In Khan, A. R., Nisha, S. S and Sathik[5], evaluated the Expectation Maximization (EM), K-Means and Farthest First on mushroom data set by using WEKA. They suggested that K-Means performed better than EM and Farthest First. For performance evaluation they considered the time needed to build a model and correctly clustered instances. The authors Upadhyay, N. M., and Singh, R. S[6] provided some simulation results which gives the processors size, efficiency, complexity and workload of input instructions. They also compared optimized and tuned algorithms based on parallel methodology.

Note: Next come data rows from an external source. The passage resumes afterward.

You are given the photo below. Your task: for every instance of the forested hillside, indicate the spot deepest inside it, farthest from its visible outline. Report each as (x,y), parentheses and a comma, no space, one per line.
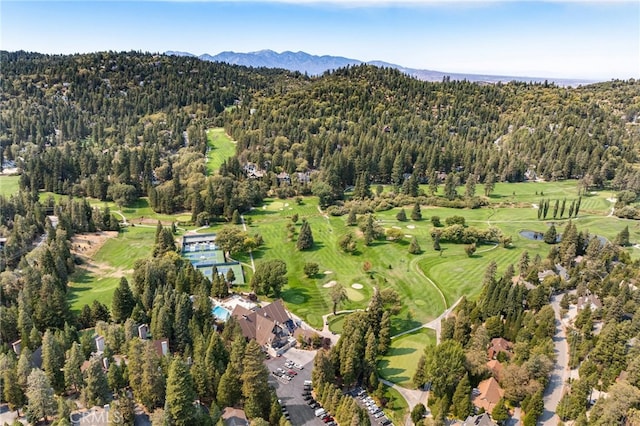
(120,126)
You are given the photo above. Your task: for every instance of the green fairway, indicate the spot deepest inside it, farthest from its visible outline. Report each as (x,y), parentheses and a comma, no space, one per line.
(397,408)
(221,147)
(399,364)
(97,280)
(9,185)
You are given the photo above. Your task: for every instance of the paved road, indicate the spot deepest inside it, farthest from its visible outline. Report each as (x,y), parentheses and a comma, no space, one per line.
(555,389)
(290,392)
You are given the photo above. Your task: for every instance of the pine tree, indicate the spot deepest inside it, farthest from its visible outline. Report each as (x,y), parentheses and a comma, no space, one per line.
(53,360)
(255,386)
(500,412)
(550,237)
(384,336)
(416,214)
(461,401)
(12,391)
(96,388)
(72,374)
(414,247)
(622,239)
(352,218)
(235,218)
(305,238)
(123,301)
(180,394)
(368,230)
(40,396)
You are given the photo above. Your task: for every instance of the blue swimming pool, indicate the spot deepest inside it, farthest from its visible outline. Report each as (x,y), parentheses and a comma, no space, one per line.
(221,313)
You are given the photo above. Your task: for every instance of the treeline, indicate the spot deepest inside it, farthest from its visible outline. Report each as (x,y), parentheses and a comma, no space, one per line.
(558,208)
(117,126)
(380,123)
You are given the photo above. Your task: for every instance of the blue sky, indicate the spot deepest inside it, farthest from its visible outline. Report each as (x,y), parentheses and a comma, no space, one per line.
(553,38)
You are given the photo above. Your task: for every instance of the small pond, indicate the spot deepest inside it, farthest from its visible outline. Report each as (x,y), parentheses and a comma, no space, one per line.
(539,236)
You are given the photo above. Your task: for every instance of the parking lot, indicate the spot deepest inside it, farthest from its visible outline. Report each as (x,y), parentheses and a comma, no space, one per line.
(290,391)
(376,414)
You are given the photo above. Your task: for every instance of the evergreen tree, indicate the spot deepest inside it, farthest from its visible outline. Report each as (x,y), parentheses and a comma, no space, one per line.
(338,295)
(368,230)
(229,388)
(96,389)
(255,386)
(418,413)
(622,239)
(384,336)
(461,401)
(72,374)
(433,183)
(500,413)
(122,411)
(53,360)
(235,218)
(489,183)
(12,392)
(470,186)
(123,301)
(180,394)
(414,247)
(550,237)
(352,218)
(305,238)
(40,396)
(416,214)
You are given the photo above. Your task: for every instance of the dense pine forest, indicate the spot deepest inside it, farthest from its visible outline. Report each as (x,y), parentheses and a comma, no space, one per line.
(121,126)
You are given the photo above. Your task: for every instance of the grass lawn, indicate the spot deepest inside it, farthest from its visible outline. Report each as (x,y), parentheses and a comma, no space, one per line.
(399,364)
(97,280)
(397,408)
(9,185)
(221,147)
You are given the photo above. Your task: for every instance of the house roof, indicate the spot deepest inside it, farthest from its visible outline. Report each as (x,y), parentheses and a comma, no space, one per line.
(488,395)
(275,311)
(483,419)
(260,325)
(496,368)
(234,417)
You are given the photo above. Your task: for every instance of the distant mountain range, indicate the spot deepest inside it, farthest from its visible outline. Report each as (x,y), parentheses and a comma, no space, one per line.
(316,65)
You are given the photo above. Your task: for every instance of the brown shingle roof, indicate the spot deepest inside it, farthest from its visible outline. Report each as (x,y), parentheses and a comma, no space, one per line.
(490,393)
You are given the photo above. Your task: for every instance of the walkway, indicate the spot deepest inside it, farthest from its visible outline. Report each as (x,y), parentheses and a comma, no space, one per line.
(244,227)
(555,389)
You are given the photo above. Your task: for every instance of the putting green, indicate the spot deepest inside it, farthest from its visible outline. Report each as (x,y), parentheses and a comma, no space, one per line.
(354,295)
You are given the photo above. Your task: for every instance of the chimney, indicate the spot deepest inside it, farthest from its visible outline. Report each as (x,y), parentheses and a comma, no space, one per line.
(143,330)
(100,344)
(17,347)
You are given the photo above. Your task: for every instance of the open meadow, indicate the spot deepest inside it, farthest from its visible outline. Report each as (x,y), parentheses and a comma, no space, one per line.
(221,147)
(427,283)
(9,184)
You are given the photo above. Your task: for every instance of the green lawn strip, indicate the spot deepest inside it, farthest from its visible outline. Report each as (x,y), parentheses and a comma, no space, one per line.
(85,287)
(9,185)
(400,362)
(221,147)
(118,256)
(396,408)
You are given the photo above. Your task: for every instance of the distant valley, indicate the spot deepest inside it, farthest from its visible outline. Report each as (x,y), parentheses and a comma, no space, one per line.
(316,65)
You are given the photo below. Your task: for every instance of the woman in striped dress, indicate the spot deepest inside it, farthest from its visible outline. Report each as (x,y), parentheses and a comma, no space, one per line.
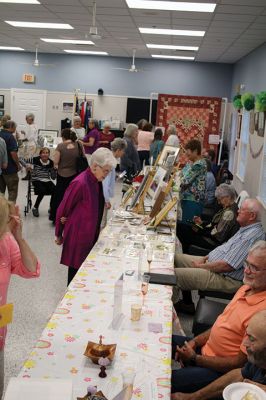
(42,173)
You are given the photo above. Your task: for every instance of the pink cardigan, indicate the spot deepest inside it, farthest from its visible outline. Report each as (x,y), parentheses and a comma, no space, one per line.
(11,263)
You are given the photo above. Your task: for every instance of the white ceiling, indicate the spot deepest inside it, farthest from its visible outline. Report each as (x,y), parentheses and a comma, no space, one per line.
(232,31)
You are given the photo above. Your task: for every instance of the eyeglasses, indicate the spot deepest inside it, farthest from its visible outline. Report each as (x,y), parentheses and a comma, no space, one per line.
(252,267)
(105,171)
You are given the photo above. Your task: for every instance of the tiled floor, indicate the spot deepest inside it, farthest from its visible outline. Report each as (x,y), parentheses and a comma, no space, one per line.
(35,300)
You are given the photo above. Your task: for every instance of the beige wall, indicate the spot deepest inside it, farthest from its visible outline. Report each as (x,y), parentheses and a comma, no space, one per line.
(251,182)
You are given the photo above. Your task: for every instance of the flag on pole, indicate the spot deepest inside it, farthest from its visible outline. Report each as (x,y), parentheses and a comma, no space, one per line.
(83,111)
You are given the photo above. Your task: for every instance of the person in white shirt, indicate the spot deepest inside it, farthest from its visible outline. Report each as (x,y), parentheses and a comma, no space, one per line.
(118,147)
(172,136)
(29,139)
(77,128)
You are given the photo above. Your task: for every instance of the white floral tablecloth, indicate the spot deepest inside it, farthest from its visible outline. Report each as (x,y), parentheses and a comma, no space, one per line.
(85,313)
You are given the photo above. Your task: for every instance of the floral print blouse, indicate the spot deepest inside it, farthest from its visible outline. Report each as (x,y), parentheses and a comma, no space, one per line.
(193,178)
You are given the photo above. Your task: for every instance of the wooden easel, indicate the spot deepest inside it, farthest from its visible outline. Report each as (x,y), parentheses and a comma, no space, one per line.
(139,208)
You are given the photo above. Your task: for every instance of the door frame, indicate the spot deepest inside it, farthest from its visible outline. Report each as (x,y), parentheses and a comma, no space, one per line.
(43,92)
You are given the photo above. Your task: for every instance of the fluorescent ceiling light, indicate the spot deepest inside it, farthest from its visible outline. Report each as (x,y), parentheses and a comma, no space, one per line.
(176,32)
(67,41)
(171,5)
(20,1)
(173,57)
(11,48)
(99,53)
(170,47)
(43,25)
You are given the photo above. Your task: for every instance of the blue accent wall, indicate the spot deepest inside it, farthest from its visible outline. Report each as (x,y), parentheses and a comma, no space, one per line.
(251,71)
(91,73)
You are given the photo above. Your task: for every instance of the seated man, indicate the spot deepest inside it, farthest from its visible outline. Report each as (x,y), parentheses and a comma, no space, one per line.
(222,227)
(222,268)
(221,349)
(252,372)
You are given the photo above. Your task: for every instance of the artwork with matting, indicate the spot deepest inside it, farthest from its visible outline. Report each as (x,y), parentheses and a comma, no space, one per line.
(194,117)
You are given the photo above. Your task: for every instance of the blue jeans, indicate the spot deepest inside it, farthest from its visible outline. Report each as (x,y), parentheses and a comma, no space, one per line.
(190,379)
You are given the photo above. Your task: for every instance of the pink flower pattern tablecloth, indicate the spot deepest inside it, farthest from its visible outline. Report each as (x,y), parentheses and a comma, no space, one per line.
(85,312)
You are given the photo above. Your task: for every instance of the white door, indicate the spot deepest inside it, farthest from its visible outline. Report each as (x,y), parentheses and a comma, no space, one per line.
(25,101)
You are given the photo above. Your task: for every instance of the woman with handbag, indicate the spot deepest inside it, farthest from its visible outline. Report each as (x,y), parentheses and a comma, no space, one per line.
(65,161)
(79,215)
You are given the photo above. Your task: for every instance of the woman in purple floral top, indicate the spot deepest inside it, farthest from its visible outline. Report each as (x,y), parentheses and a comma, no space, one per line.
(193,178)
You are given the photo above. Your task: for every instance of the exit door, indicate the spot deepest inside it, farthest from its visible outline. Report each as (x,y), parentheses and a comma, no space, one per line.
(28,101)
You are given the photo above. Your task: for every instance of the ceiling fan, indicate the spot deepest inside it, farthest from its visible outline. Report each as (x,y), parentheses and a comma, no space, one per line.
(36,63)
(133,66)
(93,32)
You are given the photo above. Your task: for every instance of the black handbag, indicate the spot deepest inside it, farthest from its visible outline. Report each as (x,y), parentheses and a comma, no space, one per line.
(81,161)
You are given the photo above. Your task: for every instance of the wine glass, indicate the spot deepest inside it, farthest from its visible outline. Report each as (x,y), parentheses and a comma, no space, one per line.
(145,279)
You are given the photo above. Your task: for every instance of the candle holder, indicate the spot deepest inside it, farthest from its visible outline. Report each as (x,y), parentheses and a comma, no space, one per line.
(97,350)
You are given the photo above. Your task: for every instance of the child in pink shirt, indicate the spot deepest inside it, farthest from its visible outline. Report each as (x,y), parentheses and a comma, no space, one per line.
(16,257)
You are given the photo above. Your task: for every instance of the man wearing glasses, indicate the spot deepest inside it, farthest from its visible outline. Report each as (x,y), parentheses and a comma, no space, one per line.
(222,268)
(223,347)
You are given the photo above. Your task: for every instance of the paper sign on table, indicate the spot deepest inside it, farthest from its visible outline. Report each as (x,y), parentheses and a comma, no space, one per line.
(6,314)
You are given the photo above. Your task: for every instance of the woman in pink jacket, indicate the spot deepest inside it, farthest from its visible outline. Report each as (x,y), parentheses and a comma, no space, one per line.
(16,257)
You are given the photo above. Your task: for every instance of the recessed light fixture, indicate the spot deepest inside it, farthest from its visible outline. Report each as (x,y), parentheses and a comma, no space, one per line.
(174,32)
(11,48)
(170,47)
(20,1)
(171,5)
(42,25)
(97,53)
(67,41)
(173,57)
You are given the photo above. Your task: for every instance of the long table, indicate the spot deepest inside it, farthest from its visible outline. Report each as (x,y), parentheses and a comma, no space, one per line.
(86,311)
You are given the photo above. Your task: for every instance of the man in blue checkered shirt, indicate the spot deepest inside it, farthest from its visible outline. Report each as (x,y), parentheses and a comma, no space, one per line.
(222,268)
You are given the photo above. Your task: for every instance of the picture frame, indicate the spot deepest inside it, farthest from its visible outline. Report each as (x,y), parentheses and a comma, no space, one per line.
(166,152)
(2,101)
(163,213)
(49,136)
(139,191)
(156,182)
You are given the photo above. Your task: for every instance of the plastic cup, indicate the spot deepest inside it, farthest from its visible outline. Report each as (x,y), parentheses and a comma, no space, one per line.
(135,312)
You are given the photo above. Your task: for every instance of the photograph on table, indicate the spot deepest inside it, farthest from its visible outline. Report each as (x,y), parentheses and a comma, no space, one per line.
(157,183)
(49,136)
(162,214)
(168,156)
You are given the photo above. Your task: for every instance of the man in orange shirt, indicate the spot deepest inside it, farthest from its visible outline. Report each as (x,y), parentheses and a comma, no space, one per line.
(221,349)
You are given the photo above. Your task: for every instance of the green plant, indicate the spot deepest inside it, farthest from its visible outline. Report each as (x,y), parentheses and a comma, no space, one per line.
(260,103)
(237,102)
(248,101)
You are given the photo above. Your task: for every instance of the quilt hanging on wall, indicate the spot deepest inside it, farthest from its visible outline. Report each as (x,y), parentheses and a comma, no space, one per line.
(194,117)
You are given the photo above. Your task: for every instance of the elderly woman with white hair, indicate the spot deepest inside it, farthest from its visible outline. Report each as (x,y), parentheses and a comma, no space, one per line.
(79,215)
(130,160)
(172,136)
(77,127)
(222,227)
(30,136)
(118,147)
(106,136)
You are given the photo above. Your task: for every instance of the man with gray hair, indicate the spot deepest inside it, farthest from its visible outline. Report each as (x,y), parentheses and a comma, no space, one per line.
(239,333)
(222,268)
(9,177)
(118,147)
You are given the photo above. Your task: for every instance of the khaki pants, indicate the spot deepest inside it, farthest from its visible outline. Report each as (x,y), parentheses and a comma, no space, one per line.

Pallavi and Samila G[9] evaluated different algorithms on Iris, Haberman and Wine data set and they suggested that K-Means is better than Hierarchical and Farthest First algorithm. In this study, R Roselin[10] used four classification algorithms and two clustering algorithms to find the behaviour of a credit card customer. In their study they pointed out that Farthest First shows more accuracy than K-Means algorithms.

In Suman Kumar[11] the author conducted a survey of clustering methods in the credit card data set. They proposed a new method that is the combination of Hidden Markov model (HMM) and K-Means. The author Friel[12] his study used Machine learning techniques to find the credit card fraud. This article describes how to perform data analysis, preparation, creation of training set and classification in machine learning.

3.

Data Sets and Classifiers

We have used two set of credit card details from ‘Kaggle’ for comparing four clustering algorithms. The first data set is ‘Credit card data set for clustering (CCDC)’ [13], which contains 9000 records and 18 attributes. This data set includes the eighteen behavioral variables of 9000 credit cards holders. The second one is ‘Credit card fraud detection (CCFD)’ [14], which consists of 284,807 instances and 28 attributes. This data set summarizes the transaction details made by 284,807 European credit card holders. In this comparative study, four clustering algorithms are used. They are FF, MDBC, SK and FC.

A. Farthest First (FF)

‘Farthest First’ algorithm is implemented by Hochbaum and Shmoys in 1985. In a large data set Farthest First algorithm is aPp.ropriate for creating clusters [7]. It is a Greedy method, in this method the first centroid of the cluster is randomly selected from the objects and the objects near to this centroid are grouped into the same cluster. The second centroid is greedily selected that is far away from the first centroid. The clusters are not uniform in FF algorithms. The pseudocode of FF is given below.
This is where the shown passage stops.